In 1970, he became co-artistic director of the Citizens Theatre in Glasgow, until his retirement in May 2003. During that time, he directed 50 productions and wrote fifteen plays for the company, including The De Sade Show (1975), Chinchilla (1977), Summit Conference (1978 – later seen in the West End with Glenda Jackson, Georgina Hale and Gary Oldman), A Waste of Time (1980), Don Juan (1980), Webster (1983), In Quest of Conscience (1994), Britannicus (2002) and Cheri (2003). In March 1989, he directed a production of John Home's Douglas, with Angela Chadfield in the role of Lady Randolph.

==Translations==
MacDonald translated over 70 plays and operas from ten different languages. In her obituary for MacDonald, Sarah Jones wrote "...it was for his translations, stemming from his ability to speak at least eight languages fluently, that MacDonald may well be best remembered. He brought a diet of Goethe, Lermontov, Gogol, Goldoni and Racine, not only to Glasgow audiences, but to those around Europe and America...".

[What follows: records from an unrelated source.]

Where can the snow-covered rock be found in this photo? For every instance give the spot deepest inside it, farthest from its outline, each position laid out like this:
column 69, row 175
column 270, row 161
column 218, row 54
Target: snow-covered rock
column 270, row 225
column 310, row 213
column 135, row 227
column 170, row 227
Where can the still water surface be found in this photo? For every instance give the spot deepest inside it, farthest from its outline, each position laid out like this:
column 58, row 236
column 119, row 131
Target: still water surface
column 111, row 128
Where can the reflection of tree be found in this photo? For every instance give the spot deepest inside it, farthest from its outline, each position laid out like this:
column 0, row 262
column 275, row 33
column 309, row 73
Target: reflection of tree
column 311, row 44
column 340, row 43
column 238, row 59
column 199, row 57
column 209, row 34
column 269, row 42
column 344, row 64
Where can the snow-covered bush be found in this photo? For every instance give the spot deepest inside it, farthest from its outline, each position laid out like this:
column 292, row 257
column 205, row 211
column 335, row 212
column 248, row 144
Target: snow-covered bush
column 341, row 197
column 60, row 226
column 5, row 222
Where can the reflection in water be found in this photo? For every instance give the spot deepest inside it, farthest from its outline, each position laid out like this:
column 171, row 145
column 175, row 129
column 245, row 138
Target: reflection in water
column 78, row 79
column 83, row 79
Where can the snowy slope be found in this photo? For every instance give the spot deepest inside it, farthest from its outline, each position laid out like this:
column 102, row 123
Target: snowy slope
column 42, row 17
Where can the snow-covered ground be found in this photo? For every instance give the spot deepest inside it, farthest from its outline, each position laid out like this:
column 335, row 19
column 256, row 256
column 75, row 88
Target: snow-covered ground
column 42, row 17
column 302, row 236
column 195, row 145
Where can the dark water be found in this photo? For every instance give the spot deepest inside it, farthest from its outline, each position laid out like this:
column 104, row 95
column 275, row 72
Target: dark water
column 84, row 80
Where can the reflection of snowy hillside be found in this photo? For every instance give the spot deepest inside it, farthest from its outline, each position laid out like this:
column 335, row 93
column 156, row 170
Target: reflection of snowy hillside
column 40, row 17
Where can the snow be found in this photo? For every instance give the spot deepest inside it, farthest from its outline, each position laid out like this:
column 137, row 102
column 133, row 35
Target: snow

He translated five of Friedrich Schiller's plays, which led Michael Billington to write in 2005, "why is Schiller no longer box-office poison? The first crucial fact is that actable versions of the plays are now readily available. MacDonald was the great pioneer in this area, but Jeremy Sams, Francis Lamport, Mike Poulton and several others have also rid the plays of swagger and fustian."

One of MacDonald's early successes was War and Peace, which he had translated from Erwin Piscator's 1955 German stage adaptation of Tolstoy's novel. MacDonald's version reached Broadway in 1967.

With Giles Havergal, he adapted Thomas Mann's novella Death in Venice for a one-man production in 1999. Following a run in Glasgow, the production has traveled to several theaters in Europe and the USA.

His translation of Racine's Phèdre, titled Phedra, was produced at The Old Vic in November 1984, designed and directed by Philip Prowse and with Glenda Jackson in the title role and Robert Eddison as Theramenes.

==Death==
MacDonald died of a heart attack, aged 74.